Zen Master: Blog

Back to Zen Master's Blog

A note on text

November 1, 2013
Posted at 4:13 pm
Updated: November 2, 2013 - 3:22 pm

Wow! People really pay attention to blogs! I have not posted a single thing for several months, but put up all these blog entries and I already have three feedback emails today.

Um, one of them suggested that I learn to use unicode so that I could do fancy things like long dash and the copyright symbol. He even gave me a short tutorial on how to do it using the ALT key and the numeric keypad on the right side of my keyboard. Very helpful, really, if it was in any way a good thing to do on a public forum like SoL.
I started to write a polite "are you fucking kidding?" reply, but no, this kind of thing belongs in my shiny new blog where everyone can see the answer.
His suggestion is useful in a single horrible situation: where you, and everyone you know, is hopelessly mired in Windows(*) and uses Word(*) to the exclusion of all else. I mean, Ford makes good vehicles, but what would the world be like if Ford was the only vehicle manufacturer in the whole world? Detroit is in the fix it's in right now because they sat on their fat asses and raked in the profits while the rest of the world innovated until they built better vehicles.
Two of my favorite authors argue publicly about emacs and vi. Frankly, I think they are just doing it for the attention, but it's a data point. Not everyone uses Word. Really? Emacs?
Not even talking about different word processors, editors, or publishing tools (the three are NOT the same), there are many different platforms. Neither my linux box nor Win7 laptop implement that old BIOS shortcut the same way my Win98-SE game machine do. The laptop _might_, if I plugged in a normal keyboard, but I don't always do that. Certainly, the built-in keyboard doesn't support that BIOS feature "correctly", and it was designed with a Microsoft OS in mind.
Let's move on to non IBM PC computers. Has anyone ever heard of Apple? They are a new and growing company that has started to build computers. One of their claims is that their computers _don't_ act just like IBM's computers. Who knows, maybe they are better. Kinda like a lot of people would trust a Corolla from Toyota before they would trust a Lincoln from Ford. Similarly, I hear that someday someone will invent some kind of electronic book reader that you can load documents in and read just like a paper book. Who knows what hardware, OS, or reader software those things will have?
The bottom line here is that there are a lot of hardware platforms, there are a lot of operating systems, there are a lot of document formats, and there are a lot of programs that claim to render your document the way the author intended. Hell, a lot of people even use their web browser program to read documents. Every combination fails, except one: Any platform, any OS, any program, will properly render an ASCII text file, usually identified by a ".txt" extension. No other file format can be expected to be properly rendered across all platforms, OSes, and viewers. If the file contains anything other than a simple stream of one-byte characters with values between d001 and d127, it isn't ASCII text, and it is useless to anyone without the same platform as the author.
Isn't this public knowledge? It's _why_ SoL expects all files uploaded to be in raw .txt format. They will take simple html (and I think RTF), but they will refuse to take anything else. It's just too certain that it won't come out right. Save your unicode for your next PowerPoint(*) presentation.

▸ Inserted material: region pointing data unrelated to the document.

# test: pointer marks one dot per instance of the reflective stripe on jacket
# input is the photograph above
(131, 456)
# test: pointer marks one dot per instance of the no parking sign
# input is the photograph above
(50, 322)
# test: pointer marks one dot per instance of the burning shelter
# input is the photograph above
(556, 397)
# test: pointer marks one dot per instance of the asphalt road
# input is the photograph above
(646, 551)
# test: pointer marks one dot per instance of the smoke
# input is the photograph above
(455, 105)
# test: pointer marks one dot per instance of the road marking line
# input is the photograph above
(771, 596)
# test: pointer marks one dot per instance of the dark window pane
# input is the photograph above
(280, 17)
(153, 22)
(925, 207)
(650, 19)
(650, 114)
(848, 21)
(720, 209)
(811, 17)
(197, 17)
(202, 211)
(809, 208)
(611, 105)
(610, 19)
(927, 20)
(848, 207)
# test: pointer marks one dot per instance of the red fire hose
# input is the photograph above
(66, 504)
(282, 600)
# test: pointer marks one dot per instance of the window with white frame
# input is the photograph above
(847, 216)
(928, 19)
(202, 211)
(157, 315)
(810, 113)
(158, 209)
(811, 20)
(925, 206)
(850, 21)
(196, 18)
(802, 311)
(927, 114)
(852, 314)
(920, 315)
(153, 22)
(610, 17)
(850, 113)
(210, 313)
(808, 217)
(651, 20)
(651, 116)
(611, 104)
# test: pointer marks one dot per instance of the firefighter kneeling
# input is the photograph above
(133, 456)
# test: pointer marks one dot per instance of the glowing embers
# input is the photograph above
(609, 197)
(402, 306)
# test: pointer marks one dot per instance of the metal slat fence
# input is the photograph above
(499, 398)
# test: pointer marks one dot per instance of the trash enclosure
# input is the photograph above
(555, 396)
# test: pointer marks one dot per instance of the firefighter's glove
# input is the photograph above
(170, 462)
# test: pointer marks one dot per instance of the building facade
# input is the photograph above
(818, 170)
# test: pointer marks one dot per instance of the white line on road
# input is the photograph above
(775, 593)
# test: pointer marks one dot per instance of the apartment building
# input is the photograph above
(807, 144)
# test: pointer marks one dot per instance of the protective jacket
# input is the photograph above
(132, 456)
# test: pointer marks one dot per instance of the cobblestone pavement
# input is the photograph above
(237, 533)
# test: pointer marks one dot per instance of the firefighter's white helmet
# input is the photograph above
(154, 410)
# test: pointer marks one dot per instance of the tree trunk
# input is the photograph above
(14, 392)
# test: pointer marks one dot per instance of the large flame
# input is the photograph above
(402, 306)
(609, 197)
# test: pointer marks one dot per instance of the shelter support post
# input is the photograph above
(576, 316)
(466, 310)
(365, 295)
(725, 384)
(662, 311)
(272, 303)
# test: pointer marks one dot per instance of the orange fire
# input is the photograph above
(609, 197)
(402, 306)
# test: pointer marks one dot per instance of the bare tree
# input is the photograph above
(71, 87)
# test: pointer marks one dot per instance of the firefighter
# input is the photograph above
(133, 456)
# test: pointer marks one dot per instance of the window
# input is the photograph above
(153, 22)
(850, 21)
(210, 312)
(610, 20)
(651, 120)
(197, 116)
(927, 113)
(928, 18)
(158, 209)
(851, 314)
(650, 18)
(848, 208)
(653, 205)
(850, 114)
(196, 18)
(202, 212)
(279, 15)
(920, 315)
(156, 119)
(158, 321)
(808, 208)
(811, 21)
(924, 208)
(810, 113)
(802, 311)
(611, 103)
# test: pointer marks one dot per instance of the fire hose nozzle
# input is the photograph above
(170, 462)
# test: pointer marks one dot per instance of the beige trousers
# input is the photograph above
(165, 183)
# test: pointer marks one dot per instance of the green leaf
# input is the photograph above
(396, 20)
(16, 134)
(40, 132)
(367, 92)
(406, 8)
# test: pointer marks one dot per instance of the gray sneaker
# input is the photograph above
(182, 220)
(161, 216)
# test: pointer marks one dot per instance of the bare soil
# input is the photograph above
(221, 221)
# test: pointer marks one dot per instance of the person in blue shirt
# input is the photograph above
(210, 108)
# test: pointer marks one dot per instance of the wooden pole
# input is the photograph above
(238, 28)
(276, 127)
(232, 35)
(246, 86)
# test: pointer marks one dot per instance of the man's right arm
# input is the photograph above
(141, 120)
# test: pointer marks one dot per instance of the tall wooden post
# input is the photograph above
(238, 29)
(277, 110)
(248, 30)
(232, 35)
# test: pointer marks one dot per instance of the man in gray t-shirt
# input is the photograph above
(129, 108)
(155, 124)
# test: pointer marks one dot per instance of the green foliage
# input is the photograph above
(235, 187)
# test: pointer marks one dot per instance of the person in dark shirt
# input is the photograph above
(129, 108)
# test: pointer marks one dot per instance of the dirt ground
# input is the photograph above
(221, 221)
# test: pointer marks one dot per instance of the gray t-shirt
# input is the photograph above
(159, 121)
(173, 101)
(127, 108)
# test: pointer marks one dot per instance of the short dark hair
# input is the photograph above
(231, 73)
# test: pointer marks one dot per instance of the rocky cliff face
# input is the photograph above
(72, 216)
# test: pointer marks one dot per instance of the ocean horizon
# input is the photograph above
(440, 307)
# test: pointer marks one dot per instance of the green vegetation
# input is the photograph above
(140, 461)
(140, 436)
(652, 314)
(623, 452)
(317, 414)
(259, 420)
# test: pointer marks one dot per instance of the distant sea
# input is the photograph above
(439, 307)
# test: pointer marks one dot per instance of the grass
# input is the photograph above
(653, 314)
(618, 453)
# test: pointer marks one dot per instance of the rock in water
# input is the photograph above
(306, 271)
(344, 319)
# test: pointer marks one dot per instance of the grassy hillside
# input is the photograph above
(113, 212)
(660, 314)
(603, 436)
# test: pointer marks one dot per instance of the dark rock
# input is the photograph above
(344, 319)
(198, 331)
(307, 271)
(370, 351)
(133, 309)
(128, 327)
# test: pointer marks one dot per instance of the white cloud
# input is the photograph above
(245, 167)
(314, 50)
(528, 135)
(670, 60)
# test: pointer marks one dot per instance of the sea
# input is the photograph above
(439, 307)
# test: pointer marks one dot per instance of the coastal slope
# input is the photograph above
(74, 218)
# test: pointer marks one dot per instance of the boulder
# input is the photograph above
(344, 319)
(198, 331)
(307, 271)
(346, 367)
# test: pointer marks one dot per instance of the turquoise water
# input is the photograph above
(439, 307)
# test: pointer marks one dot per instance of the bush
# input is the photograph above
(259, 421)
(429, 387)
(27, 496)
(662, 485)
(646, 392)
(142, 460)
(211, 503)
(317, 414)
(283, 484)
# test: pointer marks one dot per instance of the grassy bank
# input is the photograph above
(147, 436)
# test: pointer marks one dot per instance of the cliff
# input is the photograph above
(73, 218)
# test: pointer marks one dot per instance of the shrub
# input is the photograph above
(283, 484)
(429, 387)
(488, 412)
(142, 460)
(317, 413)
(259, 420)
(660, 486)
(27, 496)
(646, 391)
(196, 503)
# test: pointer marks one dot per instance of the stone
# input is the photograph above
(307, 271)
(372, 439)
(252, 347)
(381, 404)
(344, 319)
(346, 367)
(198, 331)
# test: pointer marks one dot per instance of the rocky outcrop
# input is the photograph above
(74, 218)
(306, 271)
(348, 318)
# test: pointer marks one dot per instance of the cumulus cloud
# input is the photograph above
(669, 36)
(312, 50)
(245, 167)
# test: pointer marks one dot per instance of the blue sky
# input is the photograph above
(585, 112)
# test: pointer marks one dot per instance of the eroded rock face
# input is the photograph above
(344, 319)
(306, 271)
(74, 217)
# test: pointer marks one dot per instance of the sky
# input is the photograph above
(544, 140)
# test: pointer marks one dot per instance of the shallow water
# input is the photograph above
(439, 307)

(*)All three copyright that ICBM target in Redmond, WA.

Update the next day: I have gotten quite a few emails about this particular 'rant', split about evenly between "Right on, ASCII isn't only the lowest-common denominator, it is still the _highest_ common denominator" and "You moron, the whole world except you uses Unicode. What the fuck is YOUR problem?"
Apparently, mentioning "StoriesonLine" several times wasn't enough to clue many readers that this 'rant' is specific to stories written for, uploaded to, and read on or downloaded from this website, so advice on how to use it in other places really isn't applicable.
The problem is that on the one hand Unicode is pretty much in universal use anywhere that "Word Processors" or "Desktop Publishing" is done but that there is still considerable confusion about different character sets, and this particular website chooses to minimize problems caused by this (among several other problems) by saying "text only". It _does_ allow some formatting and special characters, but since no two readers will see the same thing if you go very far down that road, I choose to stay at the highest level that ensures that all readers everywhere will see the same thing. Simple ASCII, or as close as I can get to it with modern software.
I have tried several different options. At the moment, I am encoding my files in "UTF-8" and making the strongest possible attempt to not use any characters with a value higher than 0x7F, with my Linux box set to use "DOS/Windows"-style end of line markers. If anything I publish like this comes out looking squirrely on any reader's platform, I would really appreciate hearing about it. Some older files were published before I realized how important this was, so if you see anything in the older files, please tell me about that, too.